If I got the story correct, among the sights she experienced in Beijing was the Altar of the Bells. Visitors climb up a staircase to view a magnificent white jade statue. Legend has it that you can make a wish while throwing a coin at the statue and, if your coin passes through a small opening at the top of the statue, your wish will come true. As scores of visitors futilely flung their coins at the statue, BP took out five coins. One at a time she tossed the coins, bestowing on each one a special wish for family member or friend. Four of the coins missed their mark, but as a huge, spontaneous cheer came from the crowd, one coin sailed triumphantly through the opening.

I'm sure you have guessed: that coin was for Henry.

Thank you, BP. We need all the good wishes now.

Defying the Laws of Science

Around Friday May 30, Henry mentioned some pain in the hamstring of his left leg.
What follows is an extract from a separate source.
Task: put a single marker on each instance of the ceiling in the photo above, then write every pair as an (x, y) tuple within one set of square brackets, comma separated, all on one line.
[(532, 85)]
It did not seem to be continuous or very severe, so it fell into the "something to keep an eye on" category. However, by Monday the pain was more constant and bothered him enough that he felt he could not sit through his classes at school, and by Tuesday he could not walk. We got him a wheelchair and put a call in to Dr. K. She called back and was very concerned. The leg pain almost definitely was being caused by irritation of the leg nerve from within the spine. Likely causes are tumor growth in the lower spine or (please!) inflammation in the tumor area from the treatment itself: sometimes tumors expand slightly before shrinking as a result of treatment success. However there was no way to tell which it may be; an MRI less than two weeks after treatment would not distinguish the difference. We already had MRIs scheduled at MSKCC in 10 days (and, this being a clinical study, any hint of tumor growth will force us out of the study). Dr. K prescribed some dexamethasone to reduce inflammation, and we would check in within 48 hours.

Although Henry's leg felt a little better the next couple of mornings, he suffered a few rounds of nausea and vomiting that kept him from keeping down all of his meds. A phone call to Dr. K [June 5 - a very joyless birthday for Mama] revealed increased concern and she suggested having our oncologist in Savannah examine Henry for any tell-tale deficits or "red flags" in a routine neurological once-over.

Friday morning, after a couple of days with no vomiting, Henry got out of bed on his own and in a good mood, and our visit to the Savannah clinic indicated normal vitals, blood counts and good basic neurological response. The weekend brought much more improvement. Saturday Mama had a belated birthday, and when Dr. K called on Sunday to check in, she was very encouraged. We would continue on our plan for Mama and Henry to go to New York June 11 for MRIs of the brain and spine, and if, as we hope and expect, find no tumor growth, proceed to a test dose followed by a treatment dose the next week. Dad will join them on Monday the 16th and we will all come home on Saturday, June 28.

Meanwhile, at the end of our weekend rebound, we three were playfully expressing our mutual affection ("You're the best!" "No, you're the best!"), and Henry exclaimed to Mama and Dad:

"You're BOTH the best!"

"How can we both be the best?" Dad obnoxiously asked.

Henry thought for a half-second.

"Because you defy the laws of science!"

Indeed...we all have been defying the laws of science every step of the way - especially Henry. And we're not going to stop now.

P.S. Henry got straight A's for the school year.